Globus Toolkit grid software to hit the market backed by early-stage angel funding

Tags: univa, grid computing

By Stephen Shankland

Published: 13 December 2004 09:20 GMT

The researchers who spawned the idea of grid computing will launch a company on Monday to commercialise what so far has been a very academic software project for sharing computing resources.

The company, called Univa and based near Chicago, is building its business on the Globus Toolkit, grid software that serves as an important foundation to dozens of supercomputing projects.

Rich Miller, chief operating officer of the new company, said the company will sell support and services for those who want to integrate Globus with their own products or computing operations.

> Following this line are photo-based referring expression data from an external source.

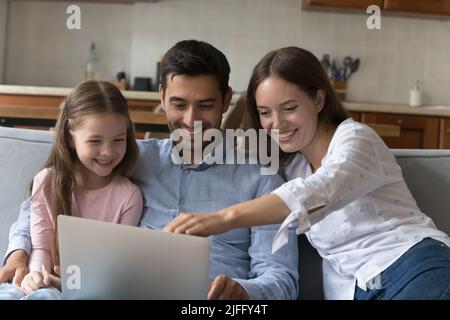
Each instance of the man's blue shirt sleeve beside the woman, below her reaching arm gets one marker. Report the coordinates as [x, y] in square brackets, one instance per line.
[271, 276]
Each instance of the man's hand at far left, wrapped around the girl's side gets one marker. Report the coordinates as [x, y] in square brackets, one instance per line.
[15, 268]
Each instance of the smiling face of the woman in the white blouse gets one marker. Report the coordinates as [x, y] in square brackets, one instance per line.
[282, 105]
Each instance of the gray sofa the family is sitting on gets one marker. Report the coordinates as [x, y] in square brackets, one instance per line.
[22, 152]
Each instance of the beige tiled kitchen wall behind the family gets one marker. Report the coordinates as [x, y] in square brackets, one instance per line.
[133, 37]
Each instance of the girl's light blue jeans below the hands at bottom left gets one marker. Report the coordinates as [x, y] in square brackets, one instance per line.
[9, 291]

Illuminata analyst Jonathan Eunice said some customers could benefit from the technology, though: those seeking to run quick but complicated financial analyses in areas such as telecommunications, financial services and transportation.

"I think finance is one of the real breakout opportunities. What is a risk-neutral price to buy a security? What is a good quality pricing that will yield maximum profit?" Eunice said. However, he cautioned, grid technology is still in its "very early days".

For those wanting to spend money on a grid project, hiring Univa would be like paying world wide web founder Tim Berners-Lee to set up your home page.

Univa's top brass - chief executive Steve Tuecke, chief scientist Carl Kesselman and chief open-source strategist Ian Foster - run the Globus project and jointly wrote a seminal 2001 paper, The Anatomy of the Grid. Foster himself coined the term "grid" in the 1990s.

Univa's definition of grid calls for software that links a pool of computing resources - including processors, storage and networking - that applications can use with some assurance that those resources can be relied upon. "It presents a way by which the application and those resources can talk to each other and agree on what that resource is going to deliver," Tuecke said.

A grid can span different organisational boundaries, he added, and eventually, users of the technology will settle on standard plumbing, just as the web is standardised on Hypertext Transport Protocol (HTTP) and Hypertext Markup Language (HTML).

The key reason to use grids is to get more bang for the buck - by letting multiple applications share formerly separate resources or by automatically juggling priorities.

Univa has secured early-stage angel funding but expects to need more money from a venture capitalist next year. "The angel money is definitely enough to allow us to get running, but barring amazing success, I would expect going to a Series A financing at some point down the road in 2005," Tuecke said.

Univa's services will be available immediately, but its software product won't ship until 2005, Tuecke said.

Stephen Shankland writes for CNET News.com.